Both — and the human side is a first-class use case. After /cold-start populates
ai/ and you verify it, that folder is a human-approved knowledge-base: a single
source of truth about the repo. A new teammate can onboard almost instantly by reading
ai/guide/MODULE_MAP.md (every module, its responsibility, and whether it's
frozen / stable / ours), then PROJECT_OVERVIEW.md, ARCHITECTURE.md, and
FEATURE_MAP.md. They can also ask their AI agent questions against the knowledge-base
and trust the answers, because a human signed every [verified] claim. Keep it honest
over time with the verify command so onboarding stays accurate as the code evolves.

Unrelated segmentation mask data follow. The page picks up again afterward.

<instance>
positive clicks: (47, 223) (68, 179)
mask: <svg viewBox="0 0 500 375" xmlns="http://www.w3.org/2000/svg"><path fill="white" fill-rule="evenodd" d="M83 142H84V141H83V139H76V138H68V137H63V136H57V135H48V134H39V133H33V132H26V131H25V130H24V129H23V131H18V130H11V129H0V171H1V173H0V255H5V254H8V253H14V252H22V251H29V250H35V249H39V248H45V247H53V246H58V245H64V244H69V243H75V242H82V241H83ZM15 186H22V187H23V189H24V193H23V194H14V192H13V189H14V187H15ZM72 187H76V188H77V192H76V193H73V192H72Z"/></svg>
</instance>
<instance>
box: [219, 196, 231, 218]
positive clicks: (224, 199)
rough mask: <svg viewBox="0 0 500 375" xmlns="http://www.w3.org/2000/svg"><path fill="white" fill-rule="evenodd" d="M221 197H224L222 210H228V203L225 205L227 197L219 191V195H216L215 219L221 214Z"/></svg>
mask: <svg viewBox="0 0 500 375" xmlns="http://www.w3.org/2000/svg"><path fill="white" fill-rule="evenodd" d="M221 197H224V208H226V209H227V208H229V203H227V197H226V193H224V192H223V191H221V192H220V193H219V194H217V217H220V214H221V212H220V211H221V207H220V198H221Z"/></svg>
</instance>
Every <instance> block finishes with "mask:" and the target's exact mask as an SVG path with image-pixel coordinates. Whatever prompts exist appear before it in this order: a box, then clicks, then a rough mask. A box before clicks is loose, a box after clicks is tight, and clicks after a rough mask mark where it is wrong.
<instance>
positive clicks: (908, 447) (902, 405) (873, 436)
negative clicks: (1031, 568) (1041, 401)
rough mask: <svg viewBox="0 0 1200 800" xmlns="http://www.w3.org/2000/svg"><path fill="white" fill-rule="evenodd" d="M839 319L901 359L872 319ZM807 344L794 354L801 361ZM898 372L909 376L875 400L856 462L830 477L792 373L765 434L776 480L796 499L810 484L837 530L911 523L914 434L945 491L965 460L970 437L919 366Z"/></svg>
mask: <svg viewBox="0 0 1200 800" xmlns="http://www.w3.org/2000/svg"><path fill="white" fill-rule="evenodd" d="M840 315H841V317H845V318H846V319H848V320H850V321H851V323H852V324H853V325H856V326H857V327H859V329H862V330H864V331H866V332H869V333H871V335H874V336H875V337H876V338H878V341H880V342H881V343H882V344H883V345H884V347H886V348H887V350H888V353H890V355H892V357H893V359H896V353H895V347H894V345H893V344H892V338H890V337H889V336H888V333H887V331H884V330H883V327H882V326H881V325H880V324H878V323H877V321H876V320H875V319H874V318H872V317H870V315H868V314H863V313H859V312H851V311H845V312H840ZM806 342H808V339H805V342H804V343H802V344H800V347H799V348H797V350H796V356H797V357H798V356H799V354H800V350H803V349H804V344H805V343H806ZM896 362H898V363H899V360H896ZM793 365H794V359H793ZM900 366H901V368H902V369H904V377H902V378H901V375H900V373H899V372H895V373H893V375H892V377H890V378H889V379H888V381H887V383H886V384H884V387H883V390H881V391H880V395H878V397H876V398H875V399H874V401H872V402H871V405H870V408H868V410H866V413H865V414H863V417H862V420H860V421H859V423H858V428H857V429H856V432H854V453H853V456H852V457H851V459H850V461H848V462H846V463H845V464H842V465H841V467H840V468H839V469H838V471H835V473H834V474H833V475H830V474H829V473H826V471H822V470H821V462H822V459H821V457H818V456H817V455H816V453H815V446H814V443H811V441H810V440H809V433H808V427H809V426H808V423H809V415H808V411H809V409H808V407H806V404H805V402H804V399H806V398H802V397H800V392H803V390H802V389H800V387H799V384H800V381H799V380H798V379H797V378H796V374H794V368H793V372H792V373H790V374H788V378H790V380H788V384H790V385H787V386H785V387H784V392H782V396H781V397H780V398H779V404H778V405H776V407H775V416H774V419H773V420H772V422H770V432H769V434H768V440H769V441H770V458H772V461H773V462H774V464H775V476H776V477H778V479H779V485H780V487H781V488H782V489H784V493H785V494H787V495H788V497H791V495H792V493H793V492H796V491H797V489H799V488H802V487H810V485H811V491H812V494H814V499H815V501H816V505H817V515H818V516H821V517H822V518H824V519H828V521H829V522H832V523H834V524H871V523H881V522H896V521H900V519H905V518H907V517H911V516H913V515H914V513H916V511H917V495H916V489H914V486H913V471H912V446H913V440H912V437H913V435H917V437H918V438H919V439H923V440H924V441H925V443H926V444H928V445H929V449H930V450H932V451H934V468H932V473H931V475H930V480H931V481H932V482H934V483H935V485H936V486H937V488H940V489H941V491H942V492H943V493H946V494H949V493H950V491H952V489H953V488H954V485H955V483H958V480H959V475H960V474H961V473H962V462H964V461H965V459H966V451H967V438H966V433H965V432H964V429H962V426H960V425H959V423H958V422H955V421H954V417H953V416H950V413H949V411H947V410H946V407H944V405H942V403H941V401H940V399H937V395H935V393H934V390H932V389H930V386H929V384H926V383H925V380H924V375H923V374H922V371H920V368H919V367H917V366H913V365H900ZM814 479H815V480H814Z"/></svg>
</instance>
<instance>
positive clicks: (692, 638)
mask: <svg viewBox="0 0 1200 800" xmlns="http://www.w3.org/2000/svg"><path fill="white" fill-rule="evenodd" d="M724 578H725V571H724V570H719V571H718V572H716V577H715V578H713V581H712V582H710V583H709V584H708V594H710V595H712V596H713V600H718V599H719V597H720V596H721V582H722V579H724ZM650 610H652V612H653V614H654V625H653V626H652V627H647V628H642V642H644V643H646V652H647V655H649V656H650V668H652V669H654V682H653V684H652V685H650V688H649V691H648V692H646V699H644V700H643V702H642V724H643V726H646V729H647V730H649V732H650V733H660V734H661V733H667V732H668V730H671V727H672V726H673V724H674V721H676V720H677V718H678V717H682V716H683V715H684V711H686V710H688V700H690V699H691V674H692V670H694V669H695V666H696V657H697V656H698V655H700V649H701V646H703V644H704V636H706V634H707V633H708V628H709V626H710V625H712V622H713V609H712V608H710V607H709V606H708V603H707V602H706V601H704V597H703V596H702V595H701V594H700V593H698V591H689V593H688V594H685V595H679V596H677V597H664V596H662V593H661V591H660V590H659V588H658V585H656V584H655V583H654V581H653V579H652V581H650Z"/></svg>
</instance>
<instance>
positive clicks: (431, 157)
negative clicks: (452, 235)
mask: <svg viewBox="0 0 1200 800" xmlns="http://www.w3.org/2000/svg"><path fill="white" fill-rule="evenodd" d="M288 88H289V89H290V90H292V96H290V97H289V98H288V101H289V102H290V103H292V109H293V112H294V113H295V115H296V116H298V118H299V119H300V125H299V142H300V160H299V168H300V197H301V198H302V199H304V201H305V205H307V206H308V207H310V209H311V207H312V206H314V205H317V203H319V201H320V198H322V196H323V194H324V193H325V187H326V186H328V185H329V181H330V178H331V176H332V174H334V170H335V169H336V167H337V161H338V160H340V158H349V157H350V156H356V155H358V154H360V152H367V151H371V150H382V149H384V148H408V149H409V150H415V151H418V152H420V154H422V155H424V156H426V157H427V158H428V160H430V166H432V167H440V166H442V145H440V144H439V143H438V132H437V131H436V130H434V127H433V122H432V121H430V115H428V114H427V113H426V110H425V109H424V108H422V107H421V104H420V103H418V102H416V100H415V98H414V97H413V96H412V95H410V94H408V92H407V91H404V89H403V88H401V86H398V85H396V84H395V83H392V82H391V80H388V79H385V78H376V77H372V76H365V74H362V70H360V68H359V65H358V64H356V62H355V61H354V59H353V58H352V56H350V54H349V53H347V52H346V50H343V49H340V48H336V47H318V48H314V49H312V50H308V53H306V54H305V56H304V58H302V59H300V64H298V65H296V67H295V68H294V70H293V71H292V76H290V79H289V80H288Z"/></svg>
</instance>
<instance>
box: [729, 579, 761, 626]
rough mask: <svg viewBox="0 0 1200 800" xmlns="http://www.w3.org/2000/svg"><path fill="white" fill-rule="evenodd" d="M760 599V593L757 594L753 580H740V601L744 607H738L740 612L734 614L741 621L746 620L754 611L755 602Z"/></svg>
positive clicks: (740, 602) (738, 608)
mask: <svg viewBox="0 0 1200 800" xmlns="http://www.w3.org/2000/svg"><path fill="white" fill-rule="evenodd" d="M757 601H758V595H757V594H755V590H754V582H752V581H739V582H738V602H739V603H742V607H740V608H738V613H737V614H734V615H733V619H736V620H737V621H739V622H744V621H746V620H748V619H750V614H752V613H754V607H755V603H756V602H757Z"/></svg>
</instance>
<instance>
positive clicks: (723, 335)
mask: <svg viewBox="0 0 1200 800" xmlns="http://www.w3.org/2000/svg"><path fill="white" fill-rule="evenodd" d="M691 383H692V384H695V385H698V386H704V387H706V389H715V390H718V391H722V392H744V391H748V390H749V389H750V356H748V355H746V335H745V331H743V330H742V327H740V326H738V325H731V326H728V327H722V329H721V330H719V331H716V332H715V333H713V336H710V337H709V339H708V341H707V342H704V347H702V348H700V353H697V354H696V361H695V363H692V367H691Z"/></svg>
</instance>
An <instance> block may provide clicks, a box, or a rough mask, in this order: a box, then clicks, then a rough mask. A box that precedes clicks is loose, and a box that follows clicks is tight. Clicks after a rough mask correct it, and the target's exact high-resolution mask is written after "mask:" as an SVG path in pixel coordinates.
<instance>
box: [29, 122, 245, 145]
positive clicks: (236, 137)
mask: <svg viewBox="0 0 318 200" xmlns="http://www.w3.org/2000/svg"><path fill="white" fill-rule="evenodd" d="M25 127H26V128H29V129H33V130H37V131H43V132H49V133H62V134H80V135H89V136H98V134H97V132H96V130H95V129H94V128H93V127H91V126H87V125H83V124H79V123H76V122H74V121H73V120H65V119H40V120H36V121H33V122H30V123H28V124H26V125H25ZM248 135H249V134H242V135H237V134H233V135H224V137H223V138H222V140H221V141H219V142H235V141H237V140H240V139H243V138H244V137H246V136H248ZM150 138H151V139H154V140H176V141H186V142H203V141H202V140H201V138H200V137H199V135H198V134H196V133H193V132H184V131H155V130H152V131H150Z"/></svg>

No. It writes CLAUDE.md, AGENTS.md, ai/**, and the per-tool assets
(.claude/**, .github/**, .agents/**) — nothing else — and records every path
in ai/install-manifest.json. --dry-run shows the exact plan; uninstall
deletes exactly the recorded files. See SECURITY.md for the full guarantees.
That's a process violation worth treating as a bug: revert the flip, remind the
agent of the rule (it is stated in CLAUDE.md, AGENTS.md, and ai/INDEX.md), and
please open an issue describing which agent/model did it — prompt hardening against
real cases is exactly the kind of contribution the project wants.